Chegaram em Paris e foram acolhidos pelo Rei Francisco I que providenciou o batismo da nossa índia e seu casamento cristão com Diogo Corrêa, o qual foi celebrado por um bispo em Saint-Malo. O Rei e a Rainha foram seus padrinhos e a ela foi dado o nome Catarina. Voltando à Bahia, o casal foi muito importante no estabelecimento de alianças e de uma boa convivência entre os índios e os portugueses.
Suas filhas casaram-se com colonos portugueses vindos com Martim Afonso de Sousa, dos quais descendem, entre outras famílias importantes, os Garcia d’Ávila.
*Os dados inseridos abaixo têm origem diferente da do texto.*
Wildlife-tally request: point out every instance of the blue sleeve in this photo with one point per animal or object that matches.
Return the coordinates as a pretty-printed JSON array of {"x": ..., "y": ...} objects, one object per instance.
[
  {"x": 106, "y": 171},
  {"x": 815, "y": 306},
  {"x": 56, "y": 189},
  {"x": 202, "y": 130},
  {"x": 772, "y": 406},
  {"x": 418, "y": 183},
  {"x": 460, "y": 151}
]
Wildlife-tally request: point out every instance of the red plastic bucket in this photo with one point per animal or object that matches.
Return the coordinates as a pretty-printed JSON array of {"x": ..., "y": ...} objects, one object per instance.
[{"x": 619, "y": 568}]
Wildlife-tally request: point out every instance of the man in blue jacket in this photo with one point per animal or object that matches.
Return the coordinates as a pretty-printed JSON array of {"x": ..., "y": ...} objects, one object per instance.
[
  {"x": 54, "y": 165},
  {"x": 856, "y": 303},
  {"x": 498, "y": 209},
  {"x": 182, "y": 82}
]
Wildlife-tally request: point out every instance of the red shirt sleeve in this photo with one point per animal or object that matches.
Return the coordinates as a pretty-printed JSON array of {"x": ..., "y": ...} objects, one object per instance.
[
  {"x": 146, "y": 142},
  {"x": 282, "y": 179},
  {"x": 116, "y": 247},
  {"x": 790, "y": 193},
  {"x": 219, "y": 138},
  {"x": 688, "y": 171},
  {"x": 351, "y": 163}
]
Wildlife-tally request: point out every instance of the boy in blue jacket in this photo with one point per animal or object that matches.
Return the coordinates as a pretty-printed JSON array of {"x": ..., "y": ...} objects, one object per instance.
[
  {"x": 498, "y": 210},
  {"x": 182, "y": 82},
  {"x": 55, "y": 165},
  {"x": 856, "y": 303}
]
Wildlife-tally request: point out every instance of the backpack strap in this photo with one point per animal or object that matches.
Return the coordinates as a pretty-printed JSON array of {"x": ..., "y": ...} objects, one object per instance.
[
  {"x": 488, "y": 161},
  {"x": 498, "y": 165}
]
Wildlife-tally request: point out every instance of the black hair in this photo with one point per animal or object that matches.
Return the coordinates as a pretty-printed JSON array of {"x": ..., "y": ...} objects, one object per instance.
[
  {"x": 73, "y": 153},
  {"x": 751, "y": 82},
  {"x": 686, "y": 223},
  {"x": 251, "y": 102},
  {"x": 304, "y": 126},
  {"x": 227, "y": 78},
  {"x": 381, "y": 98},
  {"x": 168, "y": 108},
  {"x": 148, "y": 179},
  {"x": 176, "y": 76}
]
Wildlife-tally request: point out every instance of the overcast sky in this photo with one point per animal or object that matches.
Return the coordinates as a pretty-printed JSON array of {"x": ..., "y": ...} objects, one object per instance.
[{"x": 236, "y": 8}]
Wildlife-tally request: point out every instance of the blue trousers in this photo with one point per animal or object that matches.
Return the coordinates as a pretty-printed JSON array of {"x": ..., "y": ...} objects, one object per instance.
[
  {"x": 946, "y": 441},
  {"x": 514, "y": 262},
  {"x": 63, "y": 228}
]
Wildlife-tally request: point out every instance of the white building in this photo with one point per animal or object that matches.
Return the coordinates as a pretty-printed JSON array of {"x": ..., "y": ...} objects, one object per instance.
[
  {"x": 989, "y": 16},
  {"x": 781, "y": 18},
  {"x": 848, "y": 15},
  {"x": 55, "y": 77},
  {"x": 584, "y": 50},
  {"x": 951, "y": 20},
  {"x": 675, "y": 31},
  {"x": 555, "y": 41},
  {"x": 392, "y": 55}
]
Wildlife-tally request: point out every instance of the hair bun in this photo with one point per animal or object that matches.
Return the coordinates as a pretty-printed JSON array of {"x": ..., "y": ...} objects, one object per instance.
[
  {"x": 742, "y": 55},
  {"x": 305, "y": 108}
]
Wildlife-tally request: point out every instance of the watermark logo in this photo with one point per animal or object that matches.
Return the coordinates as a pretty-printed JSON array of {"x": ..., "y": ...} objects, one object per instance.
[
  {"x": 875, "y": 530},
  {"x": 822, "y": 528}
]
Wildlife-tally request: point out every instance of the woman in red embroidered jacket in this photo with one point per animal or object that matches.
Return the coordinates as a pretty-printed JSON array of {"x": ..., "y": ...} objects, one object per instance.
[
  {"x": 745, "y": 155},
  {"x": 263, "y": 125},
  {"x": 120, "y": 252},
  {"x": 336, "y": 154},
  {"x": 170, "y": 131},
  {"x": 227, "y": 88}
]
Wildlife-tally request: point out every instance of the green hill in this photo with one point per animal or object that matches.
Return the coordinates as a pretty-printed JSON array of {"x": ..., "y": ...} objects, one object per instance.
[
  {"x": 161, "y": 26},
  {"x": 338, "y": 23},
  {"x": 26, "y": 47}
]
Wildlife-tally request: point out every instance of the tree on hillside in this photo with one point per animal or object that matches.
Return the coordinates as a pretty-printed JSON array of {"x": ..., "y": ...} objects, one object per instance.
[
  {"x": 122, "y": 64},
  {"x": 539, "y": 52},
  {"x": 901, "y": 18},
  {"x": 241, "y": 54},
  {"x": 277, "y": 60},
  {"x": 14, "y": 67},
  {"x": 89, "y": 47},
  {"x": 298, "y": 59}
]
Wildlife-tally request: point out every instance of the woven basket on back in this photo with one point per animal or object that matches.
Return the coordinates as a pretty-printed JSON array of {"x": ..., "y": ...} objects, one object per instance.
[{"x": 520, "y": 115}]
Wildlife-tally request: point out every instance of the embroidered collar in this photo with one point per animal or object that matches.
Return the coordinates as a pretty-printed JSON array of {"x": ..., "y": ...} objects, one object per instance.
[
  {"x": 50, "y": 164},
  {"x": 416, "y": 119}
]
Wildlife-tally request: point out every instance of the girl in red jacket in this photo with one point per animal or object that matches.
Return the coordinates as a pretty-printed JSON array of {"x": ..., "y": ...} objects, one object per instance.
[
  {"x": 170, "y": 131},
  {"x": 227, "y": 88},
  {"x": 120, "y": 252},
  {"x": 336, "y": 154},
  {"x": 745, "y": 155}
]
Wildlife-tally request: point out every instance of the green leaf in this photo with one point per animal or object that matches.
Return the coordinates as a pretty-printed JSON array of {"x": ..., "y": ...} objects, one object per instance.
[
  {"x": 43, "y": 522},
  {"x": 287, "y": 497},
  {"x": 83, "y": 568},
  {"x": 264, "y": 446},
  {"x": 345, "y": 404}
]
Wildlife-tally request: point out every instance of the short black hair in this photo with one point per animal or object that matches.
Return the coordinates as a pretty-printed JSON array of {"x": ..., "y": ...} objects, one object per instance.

Quando o primeiro Governador-Geral, Tomé de Sousa, chegou à Bahia em 1549, Caramuru ainda vivia, assim como durante o governo de Duarte da Costa.

Lápide de Catarina na Igreja da Graça, Salvador, onde estão seus restos mortais

Catarina Paraguaçu foi uma mulher de grande importância para a formação da alma brasileira, pois representou a integração entre os povos indígenas e os colonizadores europeus, a difusão da fé cristã e da cultura letrada, e a valorização da diversidade e da tolerância. Ela é uma figura histórica e lendária que inspirou obras literárias, artísticas e cinematográficas.